Bringing a new oncology drug to market in the U.S. is expensive, but cost efficiencies can be wrought, especially with multiple indications.

Although the majority (60%) of the 20 drugs in a new study by Best Practices fell short of their initial market sales projections on first indication launches, the research found that significant savings were possible in second and later indications. The average investment for a first indication launch was $13 million, with an average maximum spend of $20 million across the 12 pharma companies surveyed, which included Pfizer, Amgen, Bayer, Novartis and Eli Lilly.

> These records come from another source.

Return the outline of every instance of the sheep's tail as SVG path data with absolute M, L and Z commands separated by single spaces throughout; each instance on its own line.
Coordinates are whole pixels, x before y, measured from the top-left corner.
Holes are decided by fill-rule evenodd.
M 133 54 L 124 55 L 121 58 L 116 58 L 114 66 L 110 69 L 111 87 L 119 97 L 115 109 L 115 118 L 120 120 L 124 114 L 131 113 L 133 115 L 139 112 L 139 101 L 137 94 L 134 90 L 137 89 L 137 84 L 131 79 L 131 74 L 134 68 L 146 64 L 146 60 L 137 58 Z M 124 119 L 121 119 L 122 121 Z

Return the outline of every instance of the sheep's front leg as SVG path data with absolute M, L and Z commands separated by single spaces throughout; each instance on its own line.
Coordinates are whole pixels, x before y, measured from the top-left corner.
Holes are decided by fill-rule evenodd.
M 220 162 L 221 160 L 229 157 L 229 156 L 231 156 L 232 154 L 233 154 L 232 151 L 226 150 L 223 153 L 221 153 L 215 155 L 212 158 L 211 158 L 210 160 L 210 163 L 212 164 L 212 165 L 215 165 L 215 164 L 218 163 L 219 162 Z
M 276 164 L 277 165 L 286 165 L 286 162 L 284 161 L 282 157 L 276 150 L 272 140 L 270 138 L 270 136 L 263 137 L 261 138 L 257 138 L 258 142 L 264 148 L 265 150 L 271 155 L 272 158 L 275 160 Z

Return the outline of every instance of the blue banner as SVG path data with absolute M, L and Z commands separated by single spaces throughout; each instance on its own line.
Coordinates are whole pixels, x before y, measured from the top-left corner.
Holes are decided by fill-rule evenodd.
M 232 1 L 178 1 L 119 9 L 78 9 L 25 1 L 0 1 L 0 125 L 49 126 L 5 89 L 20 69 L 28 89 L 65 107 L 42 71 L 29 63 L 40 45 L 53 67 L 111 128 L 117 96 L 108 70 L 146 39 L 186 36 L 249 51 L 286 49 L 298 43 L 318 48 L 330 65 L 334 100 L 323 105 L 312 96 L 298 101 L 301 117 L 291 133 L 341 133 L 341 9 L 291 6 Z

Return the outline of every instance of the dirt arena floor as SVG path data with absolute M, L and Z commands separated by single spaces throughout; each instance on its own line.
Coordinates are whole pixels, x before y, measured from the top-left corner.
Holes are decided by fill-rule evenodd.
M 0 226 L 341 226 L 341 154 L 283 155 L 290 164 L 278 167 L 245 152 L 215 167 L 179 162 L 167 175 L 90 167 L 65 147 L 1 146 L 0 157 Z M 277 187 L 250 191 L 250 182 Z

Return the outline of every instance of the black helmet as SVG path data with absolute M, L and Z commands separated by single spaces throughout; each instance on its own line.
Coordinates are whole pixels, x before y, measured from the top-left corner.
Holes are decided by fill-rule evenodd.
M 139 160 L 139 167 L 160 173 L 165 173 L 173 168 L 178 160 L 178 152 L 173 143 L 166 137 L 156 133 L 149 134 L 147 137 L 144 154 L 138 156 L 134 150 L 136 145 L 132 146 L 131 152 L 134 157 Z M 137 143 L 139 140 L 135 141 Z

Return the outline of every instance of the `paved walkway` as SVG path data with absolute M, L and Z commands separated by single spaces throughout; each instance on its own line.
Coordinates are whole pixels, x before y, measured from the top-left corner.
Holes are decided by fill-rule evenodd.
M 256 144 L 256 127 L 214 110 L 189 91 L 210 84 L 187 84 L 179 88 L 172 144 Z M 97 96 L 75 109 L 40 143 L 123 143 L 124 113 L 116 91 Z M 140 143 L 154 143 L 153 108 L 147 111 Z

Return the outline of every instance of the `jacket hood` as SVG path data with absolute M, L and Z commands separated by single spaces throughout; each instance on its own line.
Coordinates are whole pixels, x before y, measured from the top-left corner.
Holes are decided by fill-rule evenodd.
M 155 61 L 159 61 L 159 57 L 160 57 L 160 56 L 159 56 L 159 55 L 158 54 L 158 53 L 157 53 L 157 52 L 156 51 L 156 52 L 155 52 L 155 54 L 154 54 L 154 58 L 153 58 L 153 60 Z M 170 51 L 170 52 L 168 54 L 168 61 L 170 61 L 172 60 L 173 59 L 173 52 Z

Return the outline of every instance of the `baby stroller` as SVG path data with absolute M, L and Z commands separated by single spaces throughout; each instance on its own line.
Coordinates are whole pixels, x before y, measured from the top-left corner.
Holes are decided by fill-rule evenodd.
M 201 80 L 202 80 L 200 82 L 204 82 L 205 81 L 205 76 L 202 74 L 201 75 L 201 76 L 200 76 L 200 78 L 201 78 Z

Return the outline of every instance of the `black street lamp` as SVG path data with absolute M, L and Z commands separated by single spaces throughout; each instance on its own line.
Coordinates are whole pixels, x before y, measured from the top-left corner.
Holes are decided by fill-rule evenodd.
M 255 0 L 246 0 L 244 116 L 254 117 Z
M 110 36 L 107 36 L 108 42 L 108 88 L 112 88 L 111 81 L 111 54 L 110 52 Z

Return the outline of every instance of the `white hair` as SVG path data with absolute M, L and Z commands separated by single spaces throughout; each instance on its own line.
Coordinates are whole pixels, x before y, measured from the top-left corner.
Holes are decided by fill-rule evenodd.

Best Practices looked across 17 different market cost areas and found that in eight of them, efficiency savings of more than 20% could be achieved on the second or later indications. Patient services had the biggest savings at 50%, followed by non-personal promotions and digital non-personal promotions, which saw an average 30% cost reduction. The five other areas were patient assistance, sales force prep and training, non-branded education, samples and DTC expenses.

That’s good news for the drugmakers in the study, as all plan multiple indications—40% said they planned for four indications, while the other 60% said they planned three or more indications.

“Today there are market pricing pressure and payer pressures, so cost consciousness definitely comes into play. What we’re talking about here is not lifestyle diseases like erectile dysfunction or acne, we’re talking about things that are life and death … but they still have to be cost conscious. That’s part of the reason why they’re looking for ways to be more cost efficient,” Cameron Tew, the head of research services and business operations at Best Practices, said in an interview.

The oncology drugs also tend to have lower peak year sales forecasts, with 15 falling under $1 billion, making cost efficiencies more impactful.

Drugmakers need to think about “overlap in the markets in the work you’re doing like with agencies, payer groups, physician groups, and then figure out how you’re going to take advantage of that for cost savings,” Tew said.

The research found that most drugmakers looked at their oncology drugs with multiple indications as a franchise, but treated each indication as a separate brand with different brand managers and marketing messages for each.

The idea of multiple indication sales, marketing and cost efficiencies resonates not only in oncology, but in other treatment areas such as rare diseases and immunology.

Take AbbVie’s Humira, for instance, which boasts a slew of approvals in rheumatoid arthritis, GI and dermatology. Tew noted that what made Humira a top-selling drug was not its first indication, but rather its multiple indications that followed.